Yang paling utama dipermasalahkan dalam SE itu ada pada poin 2. Yaitu tentang pemasangan dan penggunaan pengeras suara. Isinya:
a. pemasangan pengeras suara dipisahkan antara pengeras suara yang difungsikan ke luar dengan pengeras suara yang difungsikan ke dalam masjid/musala;
b. untuk mendapatkan hasil suara yang optimal, hendaknya dilakukan pengaturan akustik yang baik;
c. volume pengeras suara diatur sesuai dengan kebutuhan, dan paling besar 100 dB (seratus desibel); dan
d. dalam hal penggunaan pengeras suara dengan pemutaran rekaman, hendaknya memperhatikan kualitas rekaman, waktu, dan bacaan akhir ayat, selawat/tarhim.
Anda harus membaca SE itu secara keseluruhan untuk melihat niat baik di dalamnya. Karena jika Anda hanya membaca dan mendengar selentingan saja, Anda pasti akan ikut-ikutan mem-bully Menteri Agama. Dan makin membenci Menteri Agama yang mencontohkan, menganalogikan, membandingkan (atau apapun namanya) suara azan dengan suara guk-guk yang mengelilingi rumahnya.
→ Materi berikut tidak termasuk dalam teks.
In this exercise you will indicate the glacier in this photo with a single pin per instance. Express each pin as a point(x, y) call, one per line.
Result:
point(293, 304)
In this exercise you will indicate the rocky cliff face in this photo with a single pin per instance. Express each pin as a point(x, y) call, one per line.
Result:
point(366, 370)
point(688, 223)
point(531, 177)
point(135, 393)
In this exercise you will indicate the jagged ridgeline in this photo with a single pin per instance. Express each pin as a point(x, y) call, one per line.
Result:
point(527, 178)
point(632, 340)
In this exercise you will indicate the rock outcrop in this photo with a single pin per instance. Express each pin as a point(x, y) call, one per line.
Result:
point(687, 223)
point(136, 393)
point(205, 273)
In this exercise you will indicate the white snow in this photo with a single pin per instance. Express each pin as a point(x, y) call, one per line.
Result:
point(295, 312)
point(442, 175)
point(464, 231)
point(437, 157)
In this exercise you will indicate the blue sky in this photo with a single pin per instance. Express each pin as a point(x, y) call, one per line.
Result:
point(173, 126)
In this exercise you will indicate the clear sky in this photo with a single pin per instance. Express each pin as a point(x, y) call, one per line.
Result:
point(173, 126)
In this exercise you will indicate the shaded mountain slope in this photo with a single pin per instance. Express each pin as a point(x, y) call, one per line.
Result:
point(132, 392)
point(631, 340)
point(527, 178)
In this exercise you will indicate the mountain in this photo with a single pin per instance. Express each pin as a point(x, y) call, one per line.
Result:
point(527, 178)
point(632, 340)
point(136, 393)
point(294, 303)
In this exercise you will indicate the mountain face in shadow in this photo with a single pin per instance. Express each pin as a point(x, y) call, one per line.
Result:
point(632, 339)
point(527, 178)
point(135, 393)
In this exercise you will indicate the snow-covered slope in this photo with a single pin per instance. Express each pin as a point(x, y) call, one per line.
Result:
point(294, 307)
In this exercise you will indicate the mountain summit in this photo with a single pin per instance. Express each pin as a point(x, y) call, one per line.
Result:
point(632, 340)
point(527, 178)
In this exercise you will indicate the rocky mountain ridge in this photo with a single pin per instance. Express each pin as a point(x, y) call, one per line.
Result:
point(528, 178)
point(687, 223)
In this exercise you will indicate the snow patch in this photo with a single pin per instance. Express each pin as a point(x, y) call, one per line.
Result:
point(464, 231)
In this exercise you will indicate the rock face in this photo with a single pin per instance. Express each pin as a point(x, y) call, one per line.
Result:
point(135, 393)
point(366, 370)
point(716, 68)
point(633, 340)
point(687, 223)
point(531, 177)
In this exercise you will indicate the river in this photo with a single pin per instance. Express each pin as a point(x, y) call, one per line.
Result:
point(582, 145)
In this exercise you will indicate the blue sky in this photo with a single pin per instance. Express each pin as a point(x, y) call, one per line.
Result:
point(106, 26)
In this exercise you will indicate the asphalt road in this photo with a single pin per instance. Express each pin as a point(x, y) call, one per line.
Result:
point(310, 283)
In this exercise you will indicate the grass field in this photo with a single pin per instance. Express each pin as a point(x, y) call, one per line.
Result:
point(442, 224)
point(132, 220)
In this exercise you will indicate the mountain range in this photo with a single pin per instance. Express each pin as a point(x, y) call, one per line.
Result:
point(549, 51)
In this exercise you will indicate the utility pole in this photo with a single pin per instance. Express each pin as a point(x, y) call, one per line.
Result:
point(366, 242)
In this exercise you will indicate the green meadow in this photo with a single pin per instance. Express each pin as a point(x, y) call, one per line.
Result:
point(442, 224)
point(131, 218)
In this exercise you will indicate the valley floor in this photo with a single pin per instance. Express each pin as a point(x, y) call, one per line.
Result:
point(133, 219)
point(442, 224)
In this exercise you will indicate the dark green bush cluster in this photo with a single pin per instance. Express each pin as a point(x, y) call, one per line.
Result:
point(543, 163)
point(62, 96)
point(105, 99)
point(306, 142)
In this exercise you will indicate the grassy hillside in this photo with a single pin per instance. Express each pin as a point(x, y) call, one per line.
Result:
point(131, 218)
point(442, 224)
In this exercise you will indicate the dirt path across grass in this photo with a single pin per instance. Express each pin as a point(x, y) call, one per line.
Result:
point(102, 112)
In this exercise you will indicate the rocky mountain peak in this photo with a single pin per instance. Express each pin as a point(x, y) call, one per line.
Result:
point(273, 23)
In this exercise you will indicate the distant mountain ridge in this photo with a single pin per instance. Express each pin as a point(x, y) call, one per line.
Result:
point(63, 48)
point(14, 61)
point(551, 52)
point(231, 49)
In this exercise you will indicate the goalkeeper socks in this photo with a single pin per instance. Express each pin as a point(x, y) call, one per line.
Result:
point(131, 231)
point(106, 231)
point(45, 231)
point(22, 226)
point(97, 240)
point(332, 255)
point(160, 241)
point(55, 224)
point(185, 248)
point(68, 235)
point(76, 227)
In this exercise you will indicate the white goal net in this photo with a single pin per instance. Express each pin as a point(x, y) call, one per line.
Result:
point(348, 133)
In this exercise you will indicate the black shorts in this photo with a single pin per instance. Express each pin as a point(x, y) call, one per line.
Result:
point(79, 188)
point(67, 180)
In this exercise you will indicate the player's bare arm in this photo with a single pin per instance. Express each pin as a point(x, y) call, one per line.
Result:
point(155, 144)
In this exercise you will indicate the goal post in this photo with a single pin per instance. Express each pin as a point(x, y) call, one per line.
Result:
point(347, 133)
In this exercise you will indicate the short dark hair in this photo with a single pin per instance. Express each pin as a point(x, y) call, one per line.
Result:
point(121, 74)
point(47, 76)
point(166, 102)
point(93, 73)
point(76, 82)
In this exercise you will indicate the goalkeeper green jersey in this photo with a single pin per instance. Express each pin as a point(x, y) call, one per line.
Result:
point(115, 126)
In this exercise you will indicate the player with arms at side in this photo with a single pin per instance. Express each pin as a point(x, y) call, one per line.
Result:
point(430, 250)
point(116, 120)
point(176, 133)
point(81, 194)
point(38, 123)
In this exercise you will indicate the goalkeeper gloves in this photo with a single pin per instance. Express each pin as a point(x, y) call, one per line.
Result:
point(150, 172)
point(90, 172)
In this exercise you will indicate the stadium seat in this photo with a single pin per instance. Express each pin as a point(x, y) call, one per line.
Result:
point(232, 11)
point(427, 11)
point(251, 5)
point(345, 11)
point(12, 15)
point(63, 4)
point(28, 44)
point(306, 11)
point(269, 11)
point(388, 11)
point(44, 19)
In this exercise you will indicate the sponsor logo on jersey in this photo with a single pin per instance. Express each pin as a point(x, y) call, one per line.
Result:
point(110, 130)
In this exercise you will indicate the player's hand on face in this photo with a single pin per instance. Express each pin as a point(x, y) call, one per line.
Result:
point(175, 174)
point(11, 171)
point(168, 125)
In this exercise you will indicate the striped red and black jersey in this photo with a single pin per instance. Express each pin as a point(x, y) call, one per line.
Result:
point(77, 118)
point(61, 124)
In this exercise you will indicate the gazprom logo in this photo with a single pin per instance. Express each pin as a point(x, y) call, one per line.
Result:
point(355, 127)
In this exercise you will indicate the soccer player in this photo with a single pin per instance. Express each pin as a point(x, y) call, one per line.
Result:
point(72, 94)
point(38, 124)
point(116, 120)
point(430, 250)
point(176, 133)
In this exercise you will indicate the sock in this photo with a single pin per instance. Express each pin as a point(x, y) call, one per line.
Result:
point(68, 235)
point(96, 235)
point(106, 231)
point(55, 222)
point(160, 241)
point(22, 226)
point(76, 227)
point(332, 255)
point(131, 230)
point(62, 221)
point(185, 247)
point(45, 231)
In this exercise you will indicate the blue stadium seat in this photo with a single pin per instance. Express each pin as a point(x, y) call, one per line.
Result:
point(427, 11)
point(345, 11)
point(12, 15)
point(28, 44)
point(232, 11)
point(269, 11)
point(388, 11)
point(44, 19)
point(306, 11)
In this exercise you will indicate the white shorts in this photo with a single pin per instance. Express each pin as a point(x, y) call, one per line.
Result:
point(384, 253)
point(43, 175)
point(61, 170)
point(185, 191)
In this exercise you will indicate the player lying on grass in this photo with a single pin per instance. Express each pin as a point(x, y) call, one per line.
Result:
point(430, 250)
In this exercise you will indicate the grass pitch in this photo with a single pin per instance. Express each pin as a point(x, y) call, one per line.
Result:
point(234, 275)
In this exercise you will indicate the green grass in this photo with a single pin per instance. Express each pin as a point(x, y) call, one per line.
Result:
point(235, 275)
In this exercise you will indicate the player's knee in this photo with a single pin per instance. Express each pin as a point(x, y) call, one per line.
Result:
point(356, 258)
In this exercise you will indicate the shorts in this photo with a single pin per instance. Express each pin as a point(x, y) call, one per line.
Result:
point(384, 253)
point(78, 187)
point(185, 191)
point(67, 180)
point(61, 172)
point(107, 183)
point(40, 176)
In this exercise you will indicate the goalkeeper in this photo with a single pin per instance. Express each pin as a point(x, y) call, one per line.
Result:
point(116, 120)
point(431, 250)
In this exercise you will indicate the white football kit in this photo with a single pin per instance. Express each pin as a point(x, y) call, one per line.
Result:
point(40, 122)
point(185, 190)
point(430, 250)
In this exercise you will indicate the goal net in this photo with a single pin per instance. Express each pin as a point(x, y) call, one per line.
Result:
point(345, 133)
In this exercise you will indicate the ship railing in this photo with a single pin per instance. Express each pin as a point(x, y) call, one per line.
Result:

Percayalah, yang utama hendak diselamatkan Menteri Agama terletak pada poin 4 SE tersebut. Isinya, suara yang dipancarkan melalui pengeras suara perlu diperhatikan kualitas dan kelayakannya, suara yang disiarkan memenuhi persyaratan:
a. bagus atau tidak sumbang; dan
b. pelafazan secara baik dan benar.
Jika masjid dan musala mengeluarkan suara tidak bagus atau sumbang, pelafazannya tidak baik dan salah, jangankan orang lain, orang Islam sendiri saja tidak akan berani menegur. Hal inilah yang sebenarnya ingin dikendalikan oleh Menteri Agama.
Mestinya, SE itu tidak perlu ada jika masing-masing masjid dan musala mau mawas diri, bijaksana dan introspeksi diri. Tapi kondisinya kan tidak seperti itu. Semua justru berlomba-lomba meninggikan volume pengeras suara dengan alasan supaya banyak orang mendengarkan siar azan, tanda sebelum azan, pengajian, atau lainnya.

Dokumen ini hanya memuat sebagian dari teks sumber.